Baroclinic Zone Question

[CZandbergen]

As of late I have have been doing a lot of reading and research regarding OFBs and their relationship to tornadogenesis and the production of violent tornadoes. One of the key ingredients we are all familiar with is the ingestion of streamwise vorticity into the updraft. I think I have my head wrapped around that concept and understand the implications. However, one of the attributes of OFBs and the streamwise vorticity they can generate is the baroclinic zone of the boundary. By definition, a baroclinic zone is a temperature gradient that exists across a constant pressure surface. This is where I am getting stuck and could use some help...

The question is how can a temperature gradient exist across a constant pressure surface? Is there just a temperature gradient? If so, does that mean it is constant pressure and constant moisture as well? I don't see how you can have a constant pressure and a temperature gradient unless there is a moisture gradient as well to account for the changes in density due to temperature and its direct correlation to temperature. Further, if there is a change in moisture to account for the change in temperature (to maintain a constant pressure), how is vorticity generated other than the interface (shear) of the wind on each side of the baroclinic zone? Or is that the answer?

Any help here is appreciated. I can't seem to grasp this just yet.

 

[Robert Edmonds]

The question is how can a temperature gradient exist across a constant pressure surface?

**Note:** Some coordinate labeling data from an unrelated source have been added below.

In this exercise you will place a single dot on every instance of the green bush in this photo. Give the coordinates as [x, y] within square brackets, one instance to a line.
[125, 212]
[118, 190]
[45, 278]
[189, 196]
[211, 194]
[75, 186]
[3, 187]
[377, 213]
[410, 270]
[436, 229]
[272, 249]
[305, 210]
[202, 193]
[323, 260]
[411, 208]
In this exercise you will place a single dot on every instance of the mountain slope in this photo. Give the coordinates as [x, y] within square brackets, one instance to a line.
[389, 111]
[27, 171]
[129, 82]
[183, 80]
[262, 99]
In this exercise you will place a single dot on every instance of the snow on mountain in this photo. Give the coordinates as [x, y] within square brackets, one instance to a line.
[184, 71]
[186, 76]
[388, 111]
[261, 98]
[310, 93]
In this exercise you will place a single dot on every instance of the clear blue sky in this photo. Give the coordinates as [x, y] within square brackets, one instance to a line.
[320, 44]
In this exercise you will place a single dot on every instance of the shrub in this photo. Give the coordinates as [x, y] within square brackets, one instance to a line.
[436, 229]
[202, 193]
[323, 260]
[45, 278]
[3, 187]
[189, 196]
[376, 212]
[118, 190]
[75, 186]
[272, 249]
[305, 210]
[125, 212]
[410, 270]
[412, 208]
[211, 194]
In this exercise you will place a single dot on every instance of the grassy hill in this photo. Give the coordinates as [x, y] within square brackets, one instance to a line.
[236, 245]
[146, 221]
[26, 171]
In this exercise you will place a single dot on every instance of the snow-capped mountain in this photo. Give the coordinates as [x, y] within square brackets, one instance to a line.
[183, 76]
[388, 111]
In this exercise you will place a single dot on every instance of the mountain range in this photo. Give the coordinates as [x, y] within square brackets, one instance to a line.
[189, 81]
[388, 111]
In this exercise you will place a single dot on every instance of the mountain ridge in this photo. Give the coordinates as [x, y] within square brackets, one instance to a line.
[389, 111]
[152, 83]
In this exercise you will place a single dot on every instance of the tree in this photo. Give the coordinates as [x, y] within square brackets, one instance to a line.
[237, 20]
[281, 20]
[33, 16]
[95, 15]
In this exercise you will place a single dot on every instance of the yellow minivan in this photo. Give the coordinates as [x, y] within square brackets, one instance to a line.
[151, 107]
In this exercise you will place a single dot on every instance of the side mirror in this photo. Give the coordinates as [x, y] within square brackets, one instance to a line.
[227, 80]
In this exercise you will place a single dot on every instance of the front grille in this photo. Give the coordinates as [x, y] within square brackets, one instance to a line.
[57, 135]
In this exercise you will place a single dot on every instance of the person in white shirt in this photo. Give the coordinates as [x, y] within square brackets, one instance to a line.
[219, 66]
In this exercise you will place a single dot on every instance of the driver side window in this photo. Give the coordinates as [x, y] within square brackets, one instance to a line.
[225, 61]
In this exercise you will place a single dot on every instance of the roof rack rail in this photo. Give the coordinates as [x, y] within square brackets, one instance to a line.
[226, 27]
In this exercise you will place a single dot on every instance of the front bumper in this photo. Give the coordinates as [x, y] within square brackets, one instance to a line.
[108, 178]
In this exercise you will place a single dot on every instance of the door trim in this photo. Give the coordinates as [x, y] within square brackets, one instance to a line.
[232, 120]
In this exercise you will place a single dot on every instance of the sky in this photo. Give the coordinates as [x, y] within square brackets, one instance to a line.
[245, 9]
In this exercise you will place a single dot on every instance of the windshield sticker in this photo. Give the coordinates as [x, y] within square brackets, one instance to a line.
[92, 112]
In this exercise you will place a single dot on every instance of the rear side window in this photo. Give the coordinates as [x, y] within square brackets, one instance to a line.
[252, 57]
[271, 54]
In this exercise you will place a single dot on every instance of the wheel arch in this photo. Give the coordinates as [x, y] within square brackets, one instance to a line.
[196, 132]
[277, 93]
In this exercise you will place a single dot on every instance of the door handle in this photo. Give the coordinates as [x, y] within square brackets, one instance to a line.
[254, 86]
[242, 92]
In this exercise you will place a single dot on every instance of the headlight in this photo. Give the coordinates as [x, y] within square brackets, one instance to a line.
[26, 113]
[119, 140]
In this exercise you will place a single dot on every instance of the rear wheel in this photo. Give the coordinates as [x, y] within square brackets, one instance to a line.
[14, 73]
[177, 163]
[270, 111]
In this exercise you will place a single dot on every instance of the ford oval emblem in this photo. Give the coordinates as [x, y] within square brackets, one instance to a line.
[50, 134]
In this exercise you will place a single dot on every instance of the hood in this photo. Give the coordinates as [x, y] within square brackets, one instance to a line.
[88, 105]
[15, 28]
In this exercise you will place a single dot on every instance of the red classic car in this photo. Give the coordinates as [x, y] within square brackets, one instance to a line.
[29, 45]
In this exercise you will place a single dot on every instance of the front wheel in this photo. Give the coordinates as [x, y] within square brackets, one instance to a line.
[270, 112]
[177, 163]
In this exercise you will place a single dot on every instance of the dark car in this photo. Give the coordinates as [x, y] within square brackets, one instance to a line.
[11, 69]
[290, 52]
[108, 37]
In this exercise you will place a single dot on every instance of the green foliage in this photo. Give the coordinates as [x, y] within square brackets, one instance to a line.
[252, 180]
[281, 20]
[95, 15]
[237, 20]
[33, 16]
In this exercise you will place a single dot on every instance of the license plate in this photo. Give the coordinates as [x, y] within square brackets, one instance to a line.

Go back to ideal gas law. Pressure= density*constant*temperature. If pressure is constant, but temperature is varying, density must be changing across the surface (assuming local thermodynamic equilibrium, we're not in a picobar atmosphere). OFBs are sources of typically denser and thus cooler air. As to how vorticity is generated, differing density can generate horizontal vorticity through buoyancy differences with the overall environment. Think of a spherical cool blob of air (heck a baseball falling from rest in air for that matter), horizontal vorticity pointing clockwise (looking down) will be generated at the interface with the cold air (or baseball and air interface). Also if the gradient of pressure is not aligned with the gradient in density then vorticity is also generated in the parcel (i.e. it takes longer to accelerate more dense air with the same pressure gradient).

As for:

how is vorticity generated other than the interface (shear)

The presence of shear is usually(I'll explain why I said usually if necessary) indicative of the presence of vorticity (at the interface), not necessarily the generation of vorticity (i.e. it's already present).

I'll let someone else explain the finer details, it's Friday night, and have been told I need to get a life.